Vous recherchez une actualité
Actualités

ANTICOAGULANTS : L'ANSM alerte sur le risque hémorragique élevé

Actualité publiée il y a 7 années 8 mois 2 semaines
ANSM

On estime entre 5.000 et 6.000, le nombre d’accidents mortels liés aux hémorragies sous AVK chaque année. Les anticoagulants représentent la première cause d’effets indésirables graves et les AVK, en particulier, restent ainsi la première cause d’hospitalisation pour effets indésirables. Alors que leur consommation n’a cessé d’augmenter depuis 10 ans, en particulier chez les patients âgés, l’Agence nationale de sécurité du médicament (ANSM), à l’occasion de son Point d'information du 26 juillet 2012, a souhaité dresser un état des lieux de leur utilisation en France, rappeler leur association avec un risque d’hémorragie, mais aussi de mésusage.

Les différentes catégories d'anticoagulants sont examinées dans ce rapport, les anticoagulants oraux (antivitamine K et nouveaux anticoagulants), les injectables (différents types d'héparine), et les autres anticoagulants injectables (antithrombine, argatroban, danaparoïde, bivalirudine et protéine C). Les anticoagulants font l'objet d'un suivi au niveau européen dans le cadre des Plans de Gestion des Risques (PGR), et un suivi renforcé de pharmacovigilance a été mis en place au niveau national.

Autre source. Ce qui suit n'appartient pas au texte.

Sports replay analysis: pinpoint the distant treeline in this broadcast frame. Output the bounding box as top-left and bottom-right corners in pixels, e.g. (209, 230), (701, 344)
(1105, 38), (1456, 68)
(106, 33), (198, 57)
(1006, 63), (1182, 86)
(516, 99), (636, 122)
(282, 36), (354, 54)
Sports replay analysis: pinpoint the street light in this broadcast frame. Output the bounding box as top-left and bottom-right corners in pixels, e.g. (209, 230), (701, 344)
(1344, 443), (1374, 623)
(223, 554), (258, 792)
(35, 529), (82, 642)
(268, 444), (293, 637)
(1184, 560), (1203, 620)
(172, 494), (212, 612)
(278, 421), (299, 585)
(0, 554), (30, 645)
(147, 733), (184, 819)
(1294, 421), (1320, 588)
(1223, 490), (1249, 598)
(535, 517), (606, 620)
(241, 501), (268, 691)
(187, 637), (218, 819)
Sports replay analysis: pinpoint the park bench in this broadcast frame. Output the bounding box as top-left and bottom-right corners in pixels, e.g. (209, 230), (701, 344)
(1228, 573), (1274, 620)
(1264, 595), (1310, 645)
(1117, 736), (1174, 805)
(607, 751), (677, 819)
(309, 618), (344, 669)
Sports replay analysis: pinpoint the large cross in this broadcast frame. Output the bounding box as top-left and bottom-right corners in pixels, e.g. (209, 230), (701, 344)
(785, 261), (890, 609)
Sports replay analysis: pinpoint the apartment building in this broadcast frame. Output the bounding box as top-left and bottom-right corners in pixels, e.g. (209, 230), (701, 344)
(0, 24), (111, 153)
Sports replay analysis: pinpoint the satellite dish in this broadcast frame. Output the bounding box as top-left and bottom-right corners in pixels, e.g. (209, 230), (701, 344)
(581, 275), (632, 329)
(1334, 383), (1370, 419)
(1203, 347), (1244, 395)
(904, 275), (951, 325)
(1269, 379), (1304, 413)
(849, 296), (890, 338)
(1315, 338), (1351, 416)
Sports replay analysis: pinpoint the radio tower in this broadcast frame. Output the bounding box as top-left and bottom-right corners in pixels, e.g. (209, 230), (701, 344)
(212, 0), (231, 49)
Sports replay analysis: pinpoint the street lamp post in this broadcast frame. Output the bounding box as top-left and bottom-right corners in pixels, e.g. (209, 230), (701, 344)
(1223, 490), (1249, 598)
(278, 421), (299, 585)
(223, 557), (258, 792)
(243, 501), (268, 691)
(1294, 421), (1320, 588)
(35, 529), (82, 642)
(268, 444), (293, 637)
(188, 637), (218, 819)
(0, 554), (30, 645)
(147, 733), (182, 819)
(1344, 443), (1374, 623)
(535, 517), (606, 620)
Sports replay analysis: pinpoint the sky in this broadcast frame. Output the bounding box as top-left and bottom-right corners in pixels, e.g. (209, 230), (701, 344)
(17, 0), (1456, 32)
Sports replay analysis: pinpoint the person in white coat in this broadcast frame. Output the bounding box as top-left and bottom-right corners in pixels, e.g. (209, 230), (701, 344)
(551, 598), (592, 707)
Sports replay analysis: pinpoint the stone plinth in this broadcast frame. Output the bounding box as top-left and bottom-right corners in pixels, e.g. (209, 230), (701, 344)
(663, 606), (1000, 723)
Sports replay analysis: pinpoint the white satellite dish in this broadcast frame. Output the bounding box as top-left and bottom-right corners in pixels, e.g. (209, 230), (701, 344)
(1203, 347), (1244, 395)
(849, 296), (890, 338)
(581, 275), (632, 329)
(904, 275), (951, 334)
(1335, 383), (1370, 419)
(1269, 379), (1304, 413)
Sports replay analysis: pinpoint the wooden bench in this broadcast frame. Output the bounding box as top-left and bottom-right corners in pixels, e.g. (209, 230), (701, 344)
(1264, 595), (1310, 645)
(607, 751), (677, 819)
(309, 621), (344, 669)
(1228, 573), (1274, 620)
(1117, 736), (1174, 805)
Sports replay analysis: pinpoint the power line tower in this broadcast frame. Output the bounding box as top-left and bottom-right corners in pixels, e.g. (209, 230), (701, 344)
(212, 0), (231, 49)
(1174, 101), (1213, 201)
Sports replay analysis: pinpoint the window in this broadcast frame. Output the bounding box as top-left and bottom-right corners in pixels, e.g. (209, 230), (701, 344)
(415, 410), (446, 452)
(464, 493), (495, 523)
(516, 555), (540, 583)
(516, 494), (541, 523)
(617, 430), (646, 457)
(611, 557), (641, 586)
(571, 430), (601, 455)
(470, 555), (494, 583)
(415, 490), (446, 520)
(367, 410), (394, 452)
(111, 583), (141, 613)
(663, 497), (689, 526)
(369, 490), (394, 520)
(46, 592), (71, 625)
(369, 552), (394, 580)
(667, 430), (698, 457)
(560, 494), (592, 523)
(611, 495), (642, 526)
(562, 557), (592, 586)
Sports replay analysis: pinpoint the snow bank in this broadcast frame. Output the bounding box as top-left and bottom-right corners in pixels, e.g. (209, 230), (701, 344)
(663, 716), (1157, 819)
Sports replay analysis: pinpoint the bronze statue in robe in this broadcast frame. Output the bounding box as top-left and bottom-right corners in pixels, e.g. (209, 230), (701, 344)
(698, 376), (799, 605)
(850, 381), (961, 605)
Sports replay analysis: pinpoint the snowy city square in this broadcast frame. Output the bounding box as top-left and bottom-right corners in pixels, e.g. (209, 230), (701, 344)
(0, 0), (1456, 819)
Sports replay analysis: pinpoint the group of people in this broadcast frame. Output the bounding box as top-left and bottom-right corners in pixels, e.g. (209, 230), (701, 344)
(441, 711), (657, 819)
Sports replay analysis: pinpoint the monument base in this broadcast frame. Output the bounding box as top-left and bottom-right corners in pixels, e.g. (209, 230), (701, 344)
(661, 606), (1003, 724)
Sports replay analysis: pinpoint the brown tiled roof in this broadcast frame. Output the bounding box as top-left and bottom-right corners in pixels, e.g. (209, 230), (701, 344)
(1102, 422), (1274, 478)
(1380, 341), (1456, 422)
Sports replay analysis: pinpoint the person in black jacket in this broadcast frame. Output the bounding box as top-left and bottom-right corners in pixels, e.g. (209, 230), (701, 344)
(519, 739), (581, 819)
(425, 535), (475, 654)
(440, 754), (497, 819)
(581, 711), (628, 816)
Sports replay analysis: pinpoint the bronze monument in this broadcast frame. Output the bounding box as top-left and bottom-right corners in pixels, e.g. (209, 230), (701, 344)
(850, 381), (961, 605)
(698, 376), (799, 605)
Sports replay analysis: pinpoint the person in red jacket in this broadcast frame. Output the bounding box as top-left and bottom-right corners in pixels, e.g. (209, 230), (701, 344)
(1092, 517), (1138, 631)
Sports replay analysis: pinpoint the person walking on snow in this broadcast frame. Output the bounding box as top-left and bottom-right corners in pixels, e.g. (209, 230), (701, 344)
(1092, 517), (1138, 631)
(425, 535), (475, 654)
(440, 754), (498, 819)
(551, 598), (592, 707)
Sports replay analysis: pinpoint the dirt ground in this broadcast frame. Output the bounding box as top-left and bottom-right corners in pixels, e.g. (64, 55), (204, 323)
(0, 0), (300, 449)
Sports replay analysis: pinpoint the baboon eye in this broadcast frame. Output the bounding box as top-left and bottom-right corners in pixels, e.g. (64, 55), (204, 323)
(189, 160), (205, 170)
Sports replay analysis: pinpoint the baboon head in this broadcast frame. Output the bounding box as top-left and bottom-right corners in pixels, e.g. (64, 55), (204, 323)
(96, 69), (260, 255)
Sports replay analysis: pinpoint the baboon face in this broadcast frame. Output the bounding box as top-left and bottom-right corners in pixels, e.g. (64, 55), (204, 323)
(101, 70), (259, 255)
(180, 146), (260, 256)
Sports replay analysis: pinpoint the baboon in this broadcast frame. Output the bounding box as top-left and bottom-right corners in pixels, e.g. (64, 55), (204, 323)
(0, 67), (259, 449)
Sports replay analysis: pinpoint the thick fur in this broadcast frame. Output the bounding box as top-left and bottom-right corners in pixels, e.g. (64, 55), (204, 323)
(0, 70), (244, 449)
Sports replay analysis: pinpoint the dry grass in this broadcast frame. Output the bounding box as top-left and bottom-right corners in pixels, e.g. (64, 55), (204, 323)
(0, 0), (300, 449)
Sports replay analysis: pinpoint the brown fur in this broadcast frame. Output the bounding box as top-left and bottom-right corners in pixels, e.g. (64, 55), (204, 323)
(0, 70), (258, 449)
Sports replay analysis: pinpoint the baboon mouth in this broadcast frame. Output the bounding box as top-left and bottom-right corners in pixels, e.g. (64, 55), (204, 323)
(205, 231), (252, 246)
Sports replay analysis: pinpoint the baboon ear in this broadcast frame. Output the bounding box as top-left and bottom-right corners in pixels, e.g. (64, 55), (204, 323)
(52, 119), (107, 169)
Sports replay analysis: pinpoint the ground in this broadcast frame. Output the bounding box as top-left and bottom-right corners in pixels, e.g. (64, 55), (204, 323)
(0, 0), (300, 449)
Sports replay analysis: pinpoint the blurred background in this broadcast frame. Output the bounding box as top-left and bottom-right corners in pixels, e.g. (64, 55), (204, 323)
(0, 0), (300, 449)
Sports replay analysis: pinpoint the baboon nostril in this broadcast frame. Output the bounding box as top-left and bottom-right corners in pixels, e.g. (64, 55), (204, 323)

La consommation en hausse des anticoagulants est liée, surtout, à une exposition qui augmente surtout avec l'âge. Ainsi, 13,3% des sujets âgés de 65 ans et plus ont été exposés au moins une fois à un anticoagulant en 2011. Avec plus de 13 millions de boites vendues, les AVK sont très largement en tête de la consommation des anticoagulants oraux et une consommation qui a presque doublé depuis 2000. Les nouveaux anticoagulants oraux (dabigatran et rivaroxaban), commercialisés depuis 2008, avec 160.000 boites vendues en 2010 pourraient voir leur prescription augmenter avec leur extension d'indication dans la prévention des AVC chez les patients présentant une fibrillation auriculaire (FA). Selon l'Assurance maladie, 22.136 bénéficiaires ont perçu au moins un remboursement d'anticoagulants au cours de l'année 2011. En extrapolant ces données à la population française, le nombre de sujets ayant consommé au moins un anticoagulant en 2011 peut être estimé à 2,6 millions.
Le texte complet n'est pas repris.